The structure of the check valve 4 attached to the present pump may be configured such that the valve seat 2 and the valve body 3 are separated from each other by a constant distance T, as shown in FIG. 6, for example. is there.
With this structure, the discharge side flow path diameter Do of the valve can be set to be as large as the valve suction side flow path diameter Di, so that the bubbles 5 are more easily discharged.

Further, as shown in FIG. 7, it is possible to provide the check valve 4 with a plurality of suction ports 20. As a result, the plurality of bubbles 5 that have entered the pump chamber 11 are not
Since it flows dispersedly in each of the suction ports 20, the gas is promptly discharged to the outside of the pump 10. Therefore, the flow rate reduction time due to the inclusion of the bubbles 5 can be shortened. The shape of the suction port 20 is not limited to the straight shape.
For example, as shown in FIG. 8, the shape of the suction port 20 may be tapered. As a result, the bubbles 5 inside the pump chamber 11 can be smoothly guided to the suction port 20 of the check valve 4, so that the flow rate reduction time due to the inclusion of the bubbles 5 can be further shortened.

[0015]

As described above, according to the present invention, it is possible to realize a small amount pump capable of continuous liquid feeding without stopping the pump function due to bubbles mixed in the pump even when the entire pump is downsized.

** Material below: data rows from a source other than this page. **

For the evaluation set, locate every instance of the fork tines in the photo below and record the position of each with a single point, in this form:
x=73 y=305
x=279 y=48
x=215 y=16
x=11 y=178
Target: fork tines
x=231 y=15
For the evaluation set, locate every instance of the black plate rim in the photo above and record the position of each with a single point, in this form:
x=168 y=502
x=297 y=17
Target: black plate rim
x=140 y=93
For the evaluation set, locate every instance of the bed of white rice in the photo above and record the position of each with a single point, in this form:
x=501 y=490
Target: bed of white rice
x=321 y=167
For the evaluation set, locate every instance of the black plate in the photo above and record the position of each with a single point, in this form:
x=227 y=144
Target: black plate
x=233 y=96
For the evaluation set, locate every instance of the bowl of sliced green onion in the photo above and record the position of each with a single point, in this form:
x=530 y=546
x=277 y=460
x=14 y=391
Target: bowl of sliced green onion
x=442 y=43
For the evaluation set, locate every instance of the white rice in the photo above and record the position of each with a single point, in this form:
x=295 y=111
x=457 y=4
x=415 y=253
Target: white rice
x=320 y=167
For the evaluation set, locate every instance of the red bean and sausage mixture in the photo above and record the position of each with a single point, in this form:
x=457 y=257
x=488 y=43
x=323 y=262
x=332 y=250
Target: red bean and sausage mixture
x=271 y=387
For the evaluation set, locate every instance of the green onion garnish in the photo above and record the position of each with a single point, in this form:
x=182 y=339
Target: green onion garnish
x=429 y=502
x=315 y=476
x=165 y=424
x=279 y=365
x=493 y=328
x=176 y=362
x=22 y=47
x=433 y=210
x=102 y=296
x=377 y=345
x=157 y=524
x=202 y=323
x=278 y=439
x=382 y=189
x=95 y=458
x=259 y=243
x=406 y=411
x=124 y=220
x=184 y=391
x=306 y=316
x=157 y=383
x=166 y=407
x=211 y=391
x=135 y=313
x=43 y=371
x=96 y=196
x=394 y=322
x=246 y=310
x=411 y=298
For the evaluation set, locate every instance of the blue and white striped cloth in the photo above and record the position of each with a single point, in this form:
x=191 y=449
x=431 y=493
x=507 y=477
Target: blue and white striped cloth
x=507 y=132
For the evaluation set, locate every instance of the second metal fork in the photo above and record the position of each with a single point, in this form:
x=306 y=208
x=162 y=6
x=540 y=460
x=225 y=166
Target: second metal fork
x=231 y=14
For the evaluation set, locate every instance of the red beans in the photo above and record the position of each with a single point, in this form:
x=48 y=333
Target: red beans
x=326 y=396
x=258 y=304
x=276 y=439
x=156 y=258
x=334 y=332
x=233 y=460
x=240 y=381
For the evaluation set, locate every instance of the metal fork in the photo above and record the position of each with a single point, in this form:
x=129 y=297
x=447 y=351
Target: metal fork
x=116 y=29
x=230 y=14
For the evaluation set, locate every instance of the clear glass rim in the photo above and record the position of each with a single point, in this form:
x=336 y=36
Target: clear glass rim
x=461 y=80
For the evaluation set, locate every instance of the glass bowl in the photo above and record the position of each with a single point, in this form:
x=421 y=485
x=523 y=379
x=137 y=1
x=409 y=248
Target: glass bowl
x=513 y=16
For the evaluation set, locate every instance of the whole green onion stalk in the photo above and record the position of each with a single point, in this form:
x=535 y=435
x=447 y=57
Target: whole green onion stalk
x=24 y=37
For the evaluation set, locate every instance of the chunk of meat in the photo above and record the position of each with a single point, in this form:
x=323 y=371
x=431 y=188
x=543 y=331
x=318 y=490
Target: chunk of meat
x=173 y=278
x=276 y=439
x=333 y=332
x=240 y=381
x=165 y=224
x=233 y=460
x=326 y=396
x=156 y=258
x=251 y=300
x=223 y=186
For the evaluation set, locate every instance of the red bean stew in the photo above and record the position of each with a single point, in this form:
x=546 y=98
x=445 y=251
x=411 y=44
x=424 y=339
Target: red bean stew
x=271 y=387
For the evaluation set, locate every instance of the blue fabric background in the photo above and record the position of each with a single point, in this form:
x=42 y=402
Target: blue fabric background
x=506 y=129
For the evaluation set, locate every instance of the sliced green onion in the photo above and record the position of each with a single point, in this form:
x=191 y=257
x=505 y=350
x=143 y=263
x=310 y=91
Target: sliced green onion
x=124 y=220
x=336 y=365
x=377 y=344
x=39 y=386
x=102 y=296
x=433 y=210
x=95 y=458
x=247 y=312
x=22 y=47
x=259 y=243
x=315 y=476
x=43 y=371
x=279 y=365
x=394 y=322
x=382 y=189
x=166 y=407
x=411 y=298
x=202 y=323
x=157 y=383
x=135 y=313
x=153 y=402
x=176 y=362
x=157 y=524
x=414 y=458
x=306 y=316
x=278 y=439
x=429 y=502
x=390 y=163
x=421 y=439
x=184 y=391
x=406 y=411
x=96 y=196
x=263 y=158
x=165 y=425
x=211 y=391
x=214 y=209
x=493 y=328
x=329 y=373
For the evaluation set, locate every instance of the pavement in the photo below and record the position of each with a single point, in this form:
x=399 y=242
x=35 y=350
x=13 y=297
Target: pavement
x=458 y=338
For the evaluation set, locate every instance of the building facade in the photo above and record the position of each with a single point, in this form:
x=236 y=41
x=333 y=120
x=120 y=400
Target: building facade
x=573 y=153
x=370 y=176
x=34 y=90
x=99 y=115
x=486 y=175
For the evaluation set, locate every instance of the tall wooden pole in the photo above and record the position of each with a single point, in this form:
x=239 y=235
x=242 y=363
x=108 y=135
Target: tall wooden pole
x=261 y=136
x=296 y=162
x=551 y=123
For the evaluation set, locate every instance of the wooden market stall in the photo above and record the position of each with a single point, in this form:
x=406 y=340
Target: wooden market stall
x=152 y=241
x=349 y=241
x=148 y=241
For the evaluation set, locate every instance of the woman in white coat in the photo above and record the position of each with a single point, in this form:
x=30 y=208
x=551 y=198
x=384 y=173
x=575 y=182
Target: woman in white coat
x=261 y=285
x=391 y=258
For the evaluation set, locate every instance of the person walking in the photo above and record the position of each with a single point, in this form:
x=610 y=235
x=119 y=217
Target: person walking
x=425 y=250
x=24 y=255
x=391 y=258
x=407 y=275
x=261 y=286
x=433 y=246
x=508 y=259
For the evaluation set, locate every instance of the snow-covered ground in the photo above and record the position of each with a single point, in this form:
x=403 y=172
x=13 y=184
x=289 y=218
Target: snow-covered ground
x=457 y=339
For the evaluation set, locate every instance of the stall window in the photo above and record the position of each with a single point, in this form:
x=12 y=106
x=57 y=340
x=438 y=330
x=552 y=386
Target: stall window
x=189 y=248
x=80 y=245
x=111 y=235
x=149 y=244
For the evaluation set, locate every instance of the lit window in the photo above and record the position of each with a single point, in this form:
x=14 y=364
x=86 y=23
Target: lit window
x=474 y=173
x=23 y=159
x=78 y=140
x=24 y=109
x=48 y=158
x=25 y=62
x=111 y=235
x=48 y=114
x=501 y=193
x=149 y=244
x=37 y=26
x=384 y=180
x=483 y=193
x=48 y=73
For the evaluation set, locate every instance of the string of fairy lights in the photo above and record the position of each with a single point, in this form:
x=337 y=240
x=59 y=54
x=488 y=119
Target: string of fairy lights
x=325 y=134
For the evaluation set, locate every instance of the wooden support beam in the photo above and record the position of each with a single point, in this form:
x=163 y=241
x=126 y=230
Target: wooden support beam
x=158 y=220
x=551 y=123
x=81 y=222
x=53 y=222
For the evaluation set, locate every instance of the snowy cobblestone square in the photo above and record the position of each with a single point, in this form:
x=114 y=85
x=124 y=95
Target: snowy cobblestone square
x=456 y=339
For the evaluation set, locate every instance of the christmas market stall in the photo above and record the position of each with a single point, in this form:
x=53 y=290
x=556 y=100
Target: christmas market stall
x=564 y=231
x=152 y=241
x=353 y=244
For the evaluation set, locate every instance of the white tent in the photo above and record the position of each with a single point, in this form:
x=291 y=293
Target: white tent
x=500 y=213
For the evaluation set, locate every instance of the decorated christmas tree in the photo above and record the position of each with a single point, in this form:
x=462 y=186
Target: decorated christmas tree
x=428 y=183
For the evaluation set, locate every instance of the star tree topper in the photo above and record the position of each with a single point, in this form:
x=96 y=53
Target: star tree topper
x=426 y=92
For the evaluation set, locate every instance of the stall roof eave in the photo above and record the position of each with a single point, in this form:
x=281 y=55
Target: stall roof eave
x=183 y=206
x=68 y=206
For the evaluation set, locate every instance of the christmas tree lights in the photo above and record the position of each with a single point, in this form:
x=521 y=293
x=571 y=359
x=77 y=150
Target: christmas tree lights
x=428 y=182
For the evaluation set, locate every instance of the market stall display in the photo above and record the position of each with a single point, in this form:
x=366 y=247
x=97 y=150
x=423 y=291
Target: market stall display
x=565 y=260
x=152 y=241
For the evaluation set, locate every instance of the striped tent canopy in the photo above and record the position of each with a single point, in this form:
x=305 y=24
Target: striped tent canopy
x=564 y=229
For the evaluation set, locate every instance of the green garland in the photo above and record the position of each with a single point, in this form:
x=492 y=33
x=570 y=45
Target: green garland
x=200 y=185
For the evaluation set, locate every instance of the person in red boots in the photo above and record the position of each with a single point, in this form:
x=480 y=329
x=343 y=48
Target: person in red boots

Further, since a single check valve can prevent the backflow, the number of parts can be reduced to improve the reliability and the manufacturing cost can be reduced.

[Brief description of drawings]

FIG. 1 is a top view (a) and a cross-sectional view (b) of a micropump showing an embodiment of the present invention.

FIG. 2 is a cross-sectional view showing a structural example of a conventional piezoelectric element-applied pump.

FIG. 3 is a cross-sectional view of an example of a check valve used in a conventional piezoelectric pump.

FIG. 4 is a cross-sectional view showing a state of retention when bubbles are mixed in a check valve used for a conventional piezoelectric pump.

FIG. 5 is a cross-sectional view of a micro pump in which the valve seat component of the check valve is configured as one component of the pump body.

FIG. 6 is a cross-sectional view of a micro-pump configured so that a space between a valve seat and a valve body of a check valve is separated by a certain amount.

FIG. 7 is a cross-sectional view of a micro pump having a plurality of check valves as suction ports.

FIG. 8 is a cross-sectional view of a micro pump having a tapered suction port shape.

[Explanation of symbols]

1 ... Piezoelectric element, 2 ... Valve seat, 3 ... Valve body, 4 ... Check valve, 5 ...
Bubbles, 10 ... Pump, 11 ... Pump chamber, 20 ... Suction port,
21 ... Discharge port.

 ─────────────────────────────────────────────────── ─── Continuation of the front page (72) Inventor Yusuke Takagi 4-6, Surugadai Kanda, Chiyoda-ku, Tokyo Hitachi, Ltd.

Claims (3)

[Claims] 1. A pump comprising a piezoelectric element and a control device for driving and controlling the piezoelectric element, wherein a check valve or a one-way fluid resistance is installed inside the pump chamber, and the pump chamber is divided into two parts. Characteristic micro pump. 2. A pump including a piezoelectric element and a control device for driving and controlling the piezoelectric element, wherein a part of a function of a check valve or a one-way fluid resistance is attached to the pump body. A small amount of pump. 3. A pump including a piezoelectric element and a control device for driving and controlling the piezoelectric element, wherein a check valve or a one-way fluid resistance is installed inside the pump chamber, and the pump chamber is divided into two parts. A method for removing bubbles from a micro-pump.